The Collapsing Magnetic Field is a Generator
A generator in a power plant produces electromotive force by moving magnets past coils of wire; the relay coil produces electromotive force as the collapsing magnetic field moves past the wires in the coil.
When the voltage is turned off, because the electrons are starting to slow down like railroad cars coasting to a stop, the magnetic field starts to collapse.
The Magnetism Creates Its Own EMF
Power is fed back into the train. The generated electromotive force produced by the collapsing magnetic field is like turning on the train locomotives again. Enough energy is given back to electrons that their movement will keep up the magnetic field.
The electrons don't just stop: the collapsing magnetic field puts its energy back into an effort to keep the electrons moving. It generates electromotive force in the coil, giving the electrons some
extra push.
Danger -- High Voltage
The voltage produced by this generator can be hundreds of volts; it will be whatever it takes to keep the electrons moving. This can be quite an electrical shock, even when the original voltage was only 12 volts.
This voltage can be seen on the terminals of the relay coil as a short term, reverse voltage spike.
Even when the turn-on voltage was only 12 volts, the generated spike can be hundreds of volts.
The Quicker the Turn Off, the Greater the Voltage
This is how the coil in a car works. Inside the coil, the magnetic field collapses fast, generating the 50,000 volts needed to jump the gap in the spark plugs.
The quicker the electrons are stopped, the faster the magnetic field collapses; and the greater the generated voltage spike keeping the electrons moving.
Something Has to Give
Inside an electronic circuit, this voltage will appear on the terminals of the relay, and from there be applied to the rest of the circuit.
This voltage is going to be passed through the circuit to whatever is stopping the current.
Sparks
The voltage in the electromotive force causes electrical current to jump gap in the switch contacts that originally turned off the current. This sudden short-term surge of current will also produce electromagnetic interference (EMI), interfering with other parts of the circuit and possibly this EMI will be transmitted to nearby electronics.

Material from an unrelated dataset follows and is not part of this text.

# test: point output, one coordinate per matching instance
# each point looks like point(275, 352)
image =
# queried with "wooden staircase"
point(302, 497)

Mechanical switches get little sparks jumping the contacts.
Holes
This jumping-the-gap is hard on semiconductors; their fragile junctions are no match for the high voltage of the relay's electromotive force.
Semiconductors get little sparks too, which punch holes through the junctions.

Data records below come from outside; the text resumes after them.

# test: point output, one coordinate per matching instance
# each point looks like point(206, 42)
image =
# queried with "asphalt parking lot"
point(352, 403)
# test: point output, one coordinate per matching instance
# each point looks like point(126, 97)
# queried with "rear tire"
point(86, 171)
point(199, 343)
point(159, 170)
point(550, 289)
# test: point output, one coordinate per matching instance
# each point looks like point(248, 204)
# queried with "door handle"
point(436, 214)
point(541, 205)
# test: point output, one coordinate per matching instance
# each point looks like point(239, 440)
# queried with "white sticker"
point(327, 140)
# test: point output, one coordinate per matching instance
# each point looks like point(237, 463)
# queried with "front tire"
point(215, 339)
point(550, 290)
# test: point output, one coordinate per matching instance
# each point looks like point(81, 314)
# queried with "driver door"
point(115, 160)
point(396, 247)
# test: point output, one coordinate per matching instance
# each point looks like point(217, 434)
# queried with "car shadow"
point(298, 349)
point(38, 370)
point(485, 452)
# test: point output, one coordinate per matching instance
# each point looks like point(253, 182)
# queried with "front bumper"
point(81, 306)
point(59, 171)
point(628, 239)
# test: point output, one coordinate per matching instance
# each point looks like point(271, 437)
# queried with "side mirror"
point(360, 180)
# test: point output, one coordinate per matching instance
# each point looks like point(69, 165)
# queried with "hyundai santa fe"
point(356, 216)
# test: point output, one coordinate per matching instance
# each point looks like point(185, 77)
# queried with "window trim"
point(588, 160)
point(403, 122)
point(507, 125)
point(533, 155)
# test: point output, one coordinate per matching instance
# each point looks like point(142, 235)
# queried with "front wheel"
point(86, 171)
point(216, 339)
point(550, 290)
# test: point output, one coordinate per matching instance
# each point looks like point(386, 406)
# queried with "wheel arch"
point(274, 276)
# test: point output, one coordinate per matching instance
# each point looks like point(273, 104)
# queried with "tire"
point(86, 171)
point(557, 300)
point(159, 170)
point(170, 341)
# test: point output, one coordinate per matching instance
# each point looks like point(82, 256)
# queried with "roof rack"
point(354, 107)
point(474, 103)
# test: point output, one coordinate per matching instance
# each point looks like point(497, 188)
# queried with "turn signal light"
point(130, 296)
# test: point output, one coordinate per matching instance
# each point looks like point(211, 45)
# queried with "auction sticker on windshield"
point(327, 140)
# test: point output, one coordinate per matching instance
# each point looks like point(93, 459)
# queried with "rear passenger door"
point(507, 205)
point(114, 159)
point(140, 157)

What Can Be Done About This Voltage Spike?
The flyback diode keeps the electrons moving by shunting them back into the relay coil. Because the electrons keep moving, the collapse of the magnetic field is slowed down, and the generated voltage will be much lower. Switch contacts and semiconductor junctions can easily handle these lower voltages.
The flyback diode, as a snubber, keeps the current flowing through the coil...
By shunting the current back into the coil, the diode shorts out the voltage spike.
Doesn't the Diode Normally Short Out The Whole Circuit?
The diode, as installed, is reverse biased. It will not conduct when the relay is turned on. There is no short circuit and no energy is wasted.
Normally, when external voltage is applied to the coil, the flyback diode is reverse biased and will not conduct any current.
The Flyback Diode is Forward Biased Only While the Relay is Being Turned Off
When turned on, the relay is a load to the power supply and does conduct; the diode is reverse biased and does not conduct. When first turned off, the relay is a generator of voltage; for a short time the voltage on the relay contacts is reversed and the flyback diode does conduct.
During the brief turn-off time of the relay, when external voltage is removed, the diode is forward biased to keep the transient voltage spike to a minimum.
The Flyback Diode Protects the Circuit
The flyback diode is a snubber, reducing the impact of the voltage produced by the collapsing magnetic field of the relay coil.
The reason manufacturers install these diodes next to DC relays is because at turn-off time, as the magnetic field is flying back, the flyback diode protects the circuit, and its components from the relay's damaging voltage spike.